At the 2017 State of the Net Conference last week in Washington, D.C., analysts gathered to peer into the future — as best they could, of course — to discuss what the recent change of political power bodes for privacy and some of the key agencies that regulate it, such as the Federal Trade Commission and the Federal Communications Commission.
"Rethinking The Future of Communications Policy" saw discussion on the planned restructuring of the FCC under new Chairman Ajit Pai. Panelists agreed there are plenty of uncertainties ahead, and they also agreed there's a lack of varied perspectives within the FCC itself.
Gigi Sohn is a fellow at the Open Society Foundations, but she used to be a counselor to Former FCC Chairman Tom Wheeler. She said one of the problems plaguing the FCC is the makeup for the agency itself.
“It’s extremely frustrating to try and bring engineers, to try and bring economists into the building," she said. "And as a result, we end up relying on industry-supported, industry-founded technological reports, and industry-funded economic reports. That's not what you want."
Employee perspective aside, the FCC's future role in privacy regulation is something stakeholders are watching closely, especially now, with Pai at the helm. Particularly, panelists noted, its yet unknown what will happen to the agency's broadband privacy rules.
"I think that when the FCC adopted its broadband privacy rules, it gave a really nice template for what privacy could look, like not only for networks but also for the edge [providers], which is one of the reasons that edge providers weren't so thrilled with our privacy rules," Sohn said.
She pointed to the controversy surrounding web browsing data's status as either sensitive or non-sensitive information as a potential area of future revision. "I would expect that at a bare minimum, the new majority would roll back the web-hosting and make them nonsensitive as opposed to sensitive," Sohn said, calling it an imperfect but better-than-everything move.
Then there's that whole thing about the FTC v. the FCC as privacy regulators. What's to happen there?

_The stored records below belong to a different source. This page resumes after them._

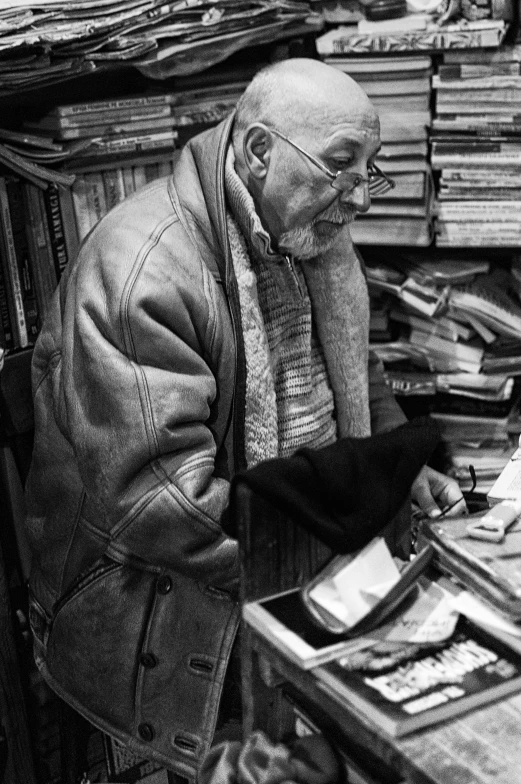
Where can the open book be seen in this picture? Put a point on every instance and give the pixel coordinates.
(313, 624)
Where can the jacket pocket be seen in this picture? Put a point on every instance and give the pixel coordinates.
(94, 638)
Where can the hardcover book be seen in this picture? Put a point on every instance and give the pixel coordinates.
(488, 568)
(341, 609)
(428, 685)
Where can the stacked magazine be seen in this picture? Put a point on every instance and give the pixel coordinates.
(476, 147)
(419, 663)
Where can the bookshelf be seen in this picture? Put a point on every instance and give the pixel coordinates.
(50, 215)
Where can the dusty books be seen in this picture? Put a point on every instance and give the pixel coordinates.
(345, 607)
(476, 147)
(470, 669)
(463, 35)
(490, 569)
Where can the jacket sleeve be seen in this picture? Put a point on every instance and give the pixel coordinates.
(386, 414)
(144, 341)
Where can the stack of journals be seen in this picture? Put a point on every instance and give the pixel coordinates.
(129, 126)
(449, 334)
(120, 144)
(44, 42)
(412, 33)
(399, 88)
(476, 147)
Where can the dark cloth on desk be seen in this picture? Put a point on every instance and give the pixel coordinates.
(348, 492)
(308, 760)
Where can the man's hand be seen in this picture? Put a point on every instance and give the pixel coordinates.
(433, 492)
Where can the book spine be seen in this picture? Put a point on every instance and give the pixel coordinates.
(469, 87)
(138, 172)
(133, 144)
(96, 202)
(161, 99)
(128, 180)
(476, 71)
(489, 109)
(115, 129)
(81, 209)
(25, 267)
(413, 40)
(478, 234)
(453, 348)
(151, 172)
(70, 230)
(475, 125)
(492, 159)
(19, 322)
(39, 240)
(479, 211)
(89, 119)
(477, 148)
(51, 200)
(114, 187)
(6, 330)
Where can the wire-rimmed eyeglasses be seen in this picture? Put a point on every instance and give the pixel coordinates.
(343, 180)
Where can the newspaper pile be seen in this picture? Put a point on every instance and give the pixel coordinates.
(43, 42)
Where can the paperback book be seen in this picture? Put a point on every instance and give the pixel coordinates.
(427, 685)
(346, 606)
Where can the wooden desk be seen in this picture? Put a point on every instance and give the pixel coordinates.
(481, 747)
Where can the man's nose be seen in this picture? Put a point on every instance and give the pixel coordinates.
(358, 198)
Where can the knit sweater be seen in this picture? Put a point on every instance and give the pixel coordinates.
(289, 397)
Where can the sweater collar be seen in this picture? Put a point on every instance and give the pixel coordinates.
(243, 210)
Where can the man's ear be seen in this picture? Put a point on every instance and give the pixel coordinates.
(257, 150)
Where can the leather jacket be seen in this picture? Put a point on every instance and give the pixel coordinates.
(138, 383)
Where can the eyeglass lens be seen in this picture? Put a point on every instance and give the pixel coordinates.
(348, 181)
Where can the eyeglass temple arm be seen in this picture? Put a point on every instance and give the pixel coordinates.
(304, 152)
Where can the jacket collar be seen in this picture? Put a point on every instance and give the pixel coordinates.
(209, 153)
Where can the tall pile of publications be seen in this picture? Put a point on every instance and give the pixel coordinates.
(476, 147)
(129, 141)
(104, 151)
(448, 329)
(399, 88)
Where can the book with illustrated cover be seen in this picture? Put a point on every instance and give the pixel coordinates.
(427, 685)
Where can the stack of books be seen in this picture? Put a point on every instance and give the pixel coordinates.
(413, 33)
(449, 333)
(128, 126)
(47, 42)
(122, 143)
(403, 674)
(476, 147)
(399, 88)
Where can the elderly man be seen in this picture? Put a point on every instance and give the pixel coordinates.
(213, 320)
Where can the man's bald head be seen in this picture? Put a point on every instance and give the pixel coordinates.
(302, 92)
(297, 125)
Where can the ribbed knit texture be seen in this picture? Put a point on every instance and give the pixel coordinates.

"There's obviously the problem of having two agencies with very different approaches, one a regulatory approach, wether a case-by-case approach, and the FTC regulating different parts of the ecosystem," said Larry Downes, director of the Georgetown University Center for Business and Public Policy. He said even if the two agencies' rules were harmonized, its actual synchronism would be limited.
"I'd like it to be two sets of rules enforced by the FTC," he said, while acknowledging that the 9th circuit decision restricting the FTC's regulatory jurisdiction made moving in that direction a bit more difficult than it used to be. Steptoe & Johnson’s Markham Ericsson agreed, calling the agencies' differing rules a source of "regulatory arbitrage" resulting in consumer confusion.
Sohn disagreed. "I don't think consumers are confused," she said. "Again, I think what would have been nice was to raise the bar as opposed to lower the bar, and that's something Congress could still do if they wanted to do."
Jamison said ultimately coherence is what's missing in the regulatory framework.
"It would be really good to have uniformity ... in how this is done," he said. "Whether it should be up or down is then the debate to have, but it should be coherent."
Sohn countered that it's not strange for industries to have more than one regulatory body, pointing to banking and aviation industries as examples.
"The FCC and the FTC work really well together, and there's no reason why that can't continue in the future," she said. Yet, "when a portion of the economy is so critically important to people, as this one is, it's not an odd notion, and in fact I think its prudent and necessary, to have more than one regulator."
Downes countered, "But it's not one industry, multiple regulators. It's different parts of the same industry, different regulators for the same topic."
As for how those two regulators will work together now, it's anyone's guess.